The bank reported approximately 39.7 billion euros (US$49 billion) in assets in 2011 and Tier 1 capital ratio of 14.4 percent.
Safest Bank: Caisse des Dépôts et Consignations (No. 6)
France is home to the sixth-safest bank, Caisse des Dépôts et Consignations (CDC), according to Global Finance. It has fallen four spots in this year’s rankings. France has three banks in the top 50, including commercial bank BNP Paribas, ranked No. 47.
The Caisse des Dépôts group is a public financial institution that performs public-interest missions on behalf of France’s central, regional and local governments.
Although the bank has always had autonomy, CDC remains "under Parliament's supervision and guarantee," according to French law. The bank’s connection to the French government also helps it maintain triple-A credit ratings from both Moody’s and Fitch.
The CDC group had assets of about 262.2 billion euros ($323.6 billion) as of the end of 2011.
Safest Bank: Zürcher Kantonalbank (No. 3)
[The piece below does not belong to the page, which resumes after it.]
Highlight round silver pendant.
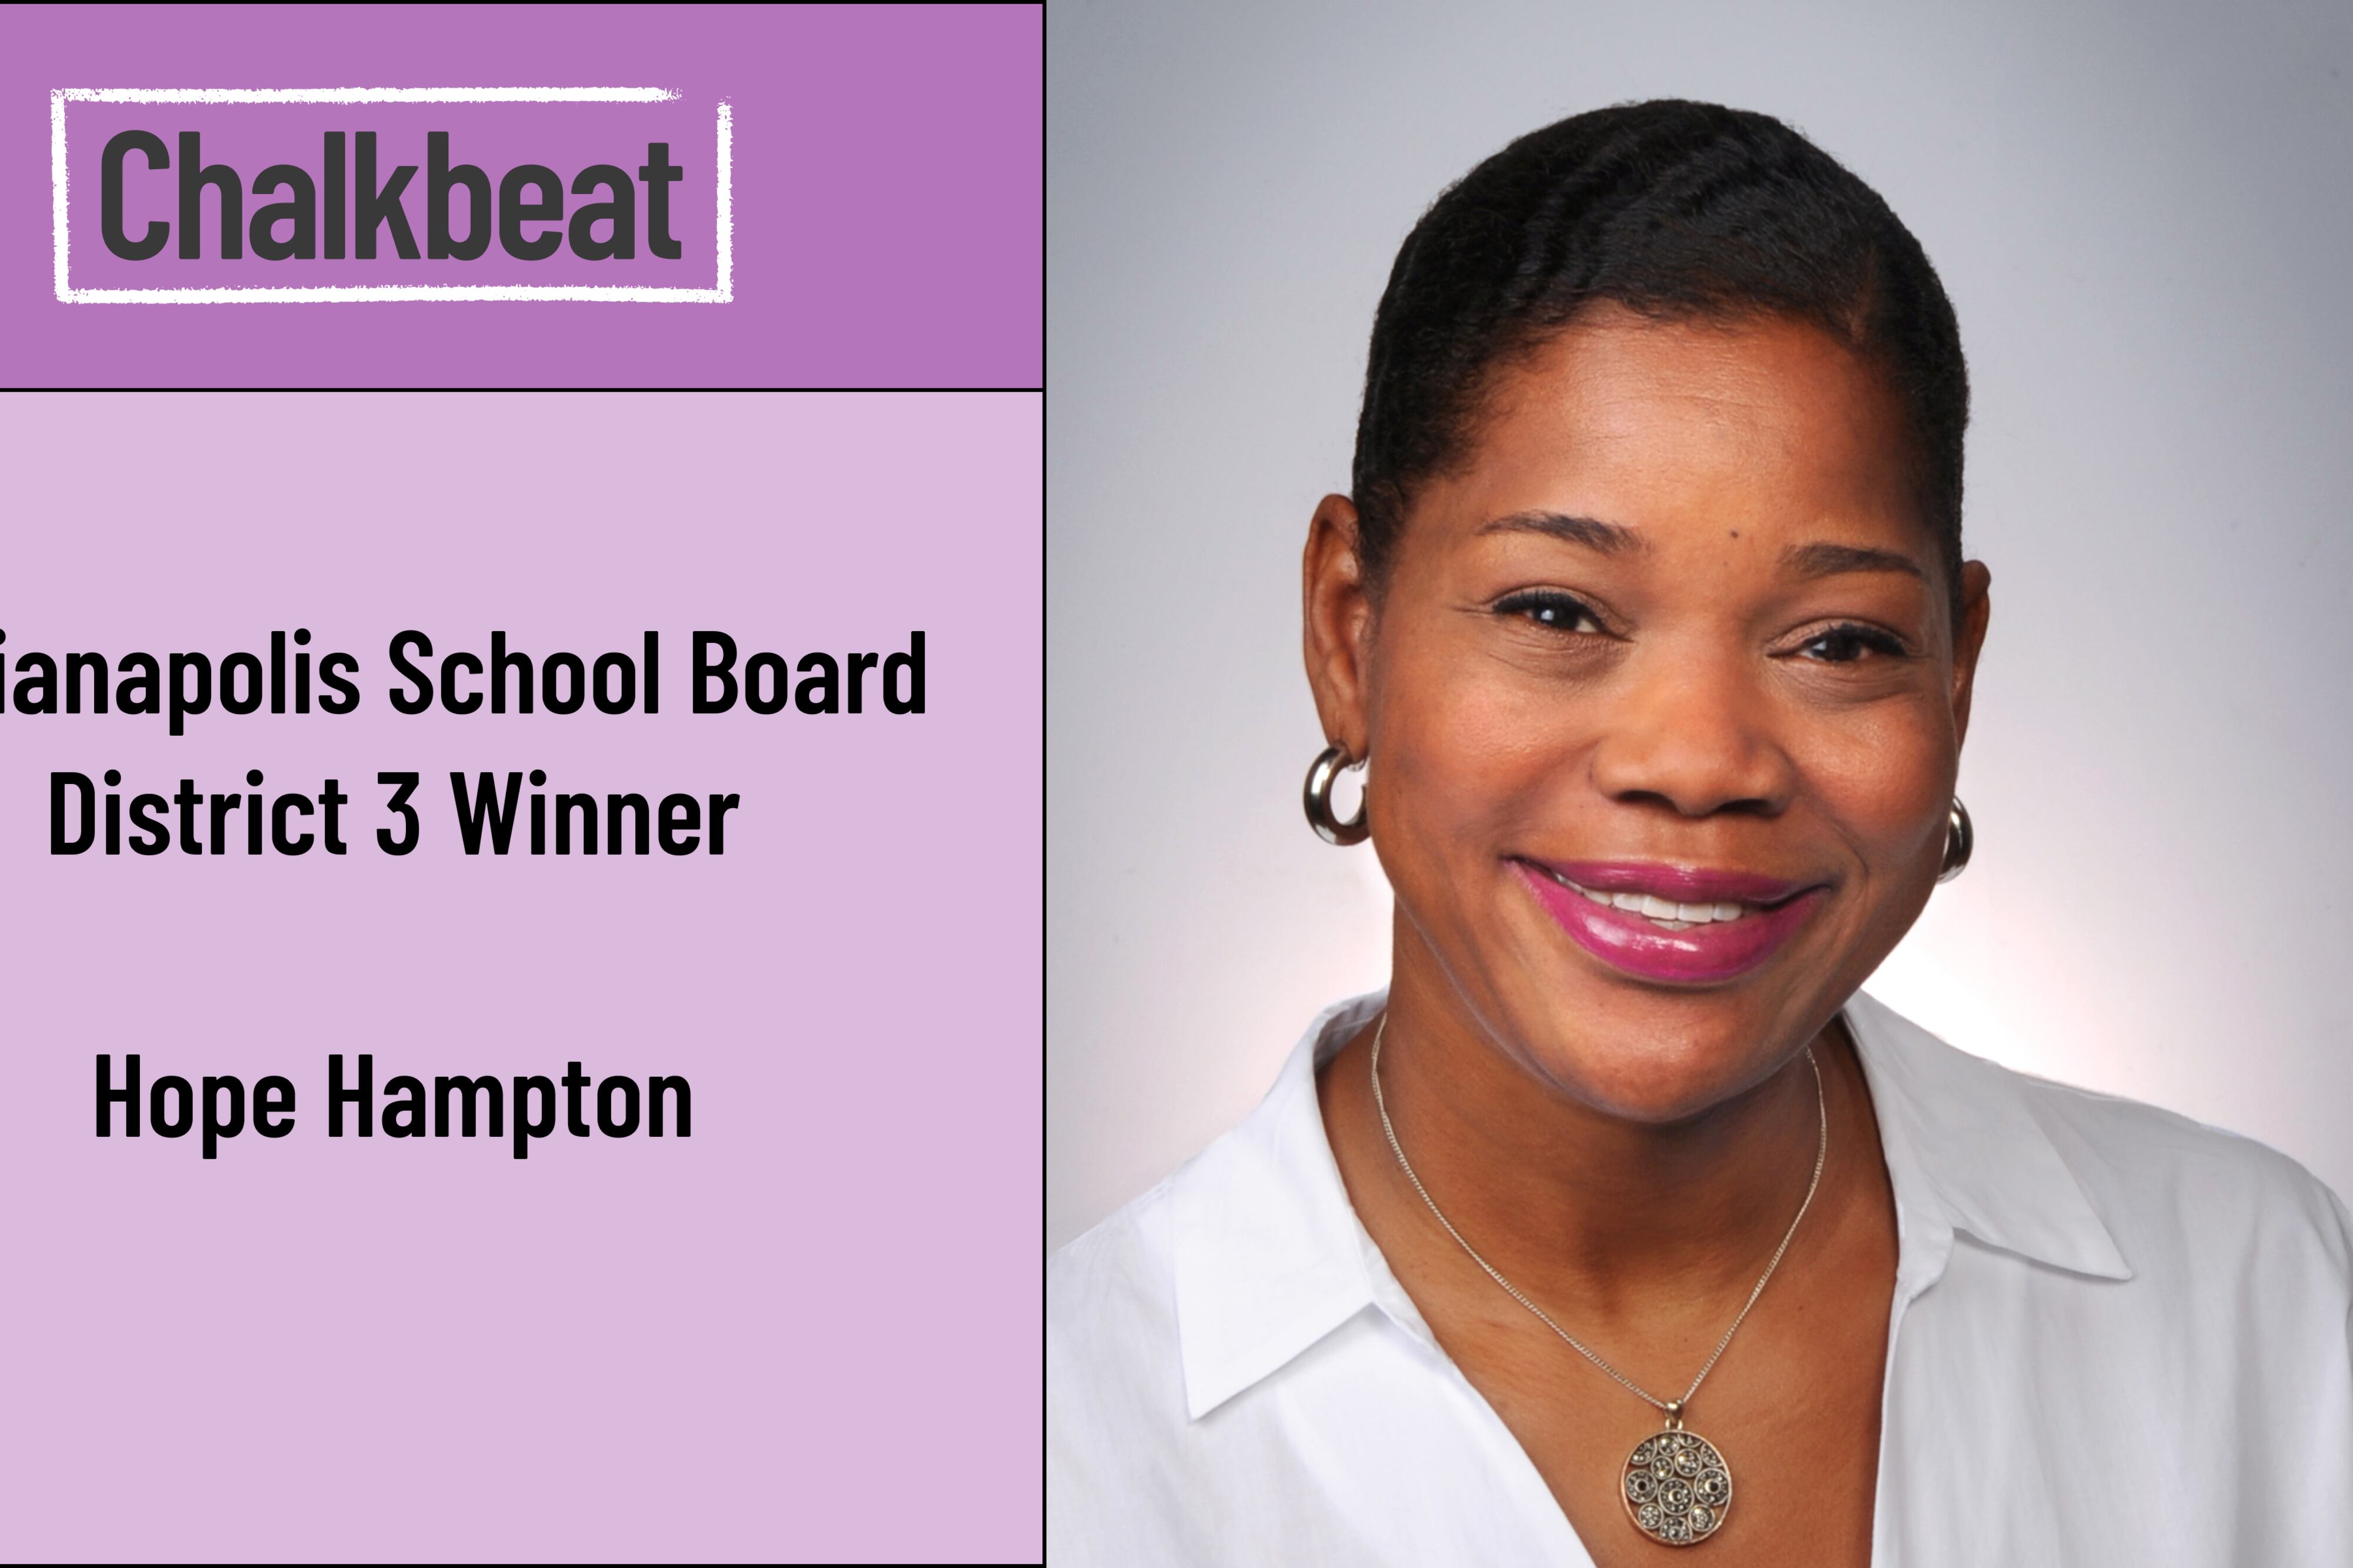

Zürcher Kantonalbank is the lone Swiss bank represented in Global Finance's rankings this year. Like other European banks ranking highly on Global Finance’s list, Zürcher Kantonalbank is owned by the canton of Zurich and has a public sector mandate to fulfill. Under the law, the canton bears responsibility for the bank’s liabilities.
Zürcher Kantonalbank has assets of $134 billion Swiss francs (US$138 billion) and holds triple-A ratings from Moody’s, S&P and Fitch.
Safest Bank: Bank Nederlandse Gemeenten (No. 2)
The Bank Nederlandse Gemeenten (BNG) is one of the three Dutch banks among the Top 10, and it moved up a spot from last year. A government-owned bank—50 percent by the Dutch government and 50 percent by municipalities—BNG is joined by Nederlandse Waterschapsbank and Rabobank at the top of Global Finance’s list.
According to BNG, total assets are 136.5 billion euros (US$168.5 billion). BNG’s long-term debt securities are rated triple-A by Standard & Poor's, Moody's and Fitch.
Safest Bank: KfW (No. 1)
Four of the five German banks that made Global Finance’s list appear in the Top 10, with KfW at the top of the pack. Landwirtschaftliche Rentenbank ranks highly at No. 4 and Landeskreditbank Baden-Württemberg-Förderbank comes in at No. 5.
KfW is owned by the Federal Republic of Germany and the federal states. As such, it has a public-sector mandate. The government guarantees all bank obligations, including loans extended, debt securities issued, fixed forward transactions or options, and other third-party lending activities.
The bank’s assets rose 22.6 billion euros to 516.5 billion euros (US$637.5 billion) as of June 2012. The bank has a solid core Tier 1 capital ratio of 17.3 percent, and 14.2 percent under upcoming Basel III standards.
The bank holds a triple-A rating from Moody’s, S&P and Fitch.